I just upgraded from the pixelXL  to a 4xl today (pre order)
I want waterproofing, but didnt like the notch and 4GB of ram at the prices for a launch 3XL so i waited

Seems like a lot of happy pixel owners here


----------



## CrAsHnBuRnXp (Oct 17, 2019)

Mussels said:


> Seems like a lot of happy pixel owners here


Ill never own another phone. I love samsung, but I hate that I cant uninstall any bloatware without rooting the phone. I also hate how long it takes to get updates. All phones should just be stock android like pixels are.


----------



## dirtyferret (Oct 17, 2019)

Mussels said:


> I just upgraded from the pixelXL  to a 4xl today (pre order)
> I want waterproofing, but didnt like the notch and 4GB of ram at the prices for a launch 3XL so i waited
> 
> Seems like a lot of happy pixel owners here



How do you like the size difference.  I played around the the 3 and 3a at Verizon.  I found the 3a to be plenty fast couldn't tell the difference between the two screens playing video or looking at news articles.  The major difference to me is going from the 16:9 screen of the XL to the 18.9 screen of the 3 and 3a that looks stretched in lenght and narrow in width.  The 3axl and 3xl just look like phablets needing two hands.  I found the original XL to be just right in size.


----------



## dirtyferret (Oct 21, 2019)

So after playing around with the Pixel 3's and 3a's side by side at the local verizon (I knew brick and mortar stores are good for something) I could not see any difference in their screens or speed in posting youtube videos or loading up web pages.  I purchased both the pixel 3a and pixel 3a XL and played around with each over the weekend.  I liked the pixel 3a, I could live with it but coming from the pixel XL the Pixel 3a XL is the way I went.


----------



## CrAsHnBuRnXp (Oct 21, 2019)

Im considering the 3 now for the sole fact that I dont want to lose the option to upload pics at original quality for free. I already pay for 200GB and I dont want to pay for more than that. Im using about 150GB already just with using google drive.

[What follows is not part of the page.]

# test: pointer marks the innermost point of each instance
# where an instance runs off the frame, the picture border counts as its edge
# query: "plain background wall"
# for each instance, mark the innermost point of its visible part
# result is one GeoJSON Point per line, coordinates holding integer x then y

On second thought, I dont want the 3 just because of that ugly ass notch.


----------



## Kissamies (Oct 27, 2019)

Thinking about the 3a myself, just because of 3.5mm jack. The OG Pixel is ok, but the battery has seen better days, and I dunno do I have the skills to replace it.


----------



## dark2099 (Oct 27, 2019)

Was facing the same choice as you, grabbed the Pixel 3 when it was the same price as the 3a. Did play with a 3a in store, but honestly, didn't like the feel of the 3a, battery on the 3 is fantastic compared to my Pixel XL. Comes with a USB C to 3.5mm adapter. Basic Pixel 3 doesn't have the notch, only the XL. Despite what I believe is a similar screen size between the PIxel 3 and Pixel XL, physically is smaller. Honestly glad I did the 3 over the 3a.


----------